"We Indian mothers have always that trial to meet—separation from either husband or children, and it never seems to be taken into account by those at home who don't have to face it. Personally we were lucky in finding a nice place for Philip and Grace till they were old enough to go to school, but then the holidays were always on my mind; relations are sometimes so injudicious. Fortunately the children had character, both of them, and as my husband rose in the service I was able to come home more frequently to see them. Dear Philip was such a clever boy!"
"He is a very clever man!" quoth Miss Baker emphatically, "and how well he has got on!"
"He was always ambitious; he mapped out his own career from the very first—got a scholarship for his public school and again at Oxford, and passed very high for the Civil Service. He could have stayed at home, but he preferred to take India, and his father and I were very glad. Life in an office would not have suited him; he was a sportsman at heart as well as a student."
"No wonder you are proud of him——"
Lady Flint dropped her fan; Miss Baker picked it up, deferentially, and as she restored it Lady Flint thought the girl's hair very pretty, though it was a pity, in her opinion, that she wore it cut short. A possibility crept into her mind that was not altogether distasteful: was there likely to be "anything" between Miss Baker and her beloved son? Though Miss Baker had no connection with India beyond her brief visit to the country, she seemed a warm-hearted, sensible child, and certainly she appreciated Philip! Lady Flint was aware that Lord Redgate was a very rich man, which might be a barrier; if not of course it would be nice to feel that Philip and his wife need never be worried over money matters; in the case of Grace's marriage that had been a satisfactory element, who could deny it?—though she would not have had either of her children influenced in the least degree by worldly advantages.

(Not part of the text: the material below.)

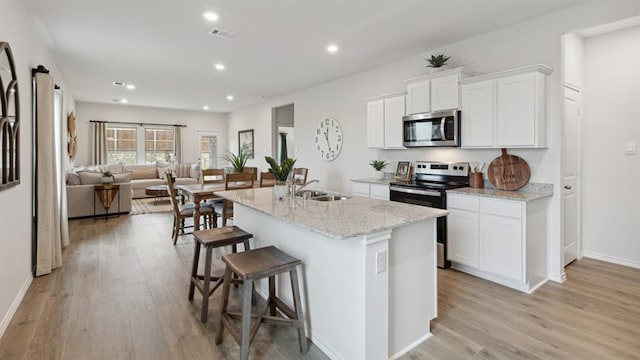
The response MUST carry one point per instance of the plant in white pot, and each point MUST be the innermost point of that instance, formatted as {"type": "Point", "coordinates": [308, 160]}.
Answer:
{"type": "Point", "coordinates": [378, 166]}
{"type": "Point", "coordinates": [437, 62]}
{"type": "Point", "coordinates": [282, 172]}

She felt her way gently. "How would you like to live in India?" she inquired, and she saw the girl flush as she answered decidedly: "I should simply love it!"
"Perhaps your father will take you there again for a visit some day?"
"I went alone, you know—that time. And if I ever go again it will not be on a visit; I shall go to stay."
Lady Flint looked a little puzzled. "But what would your father say to that?"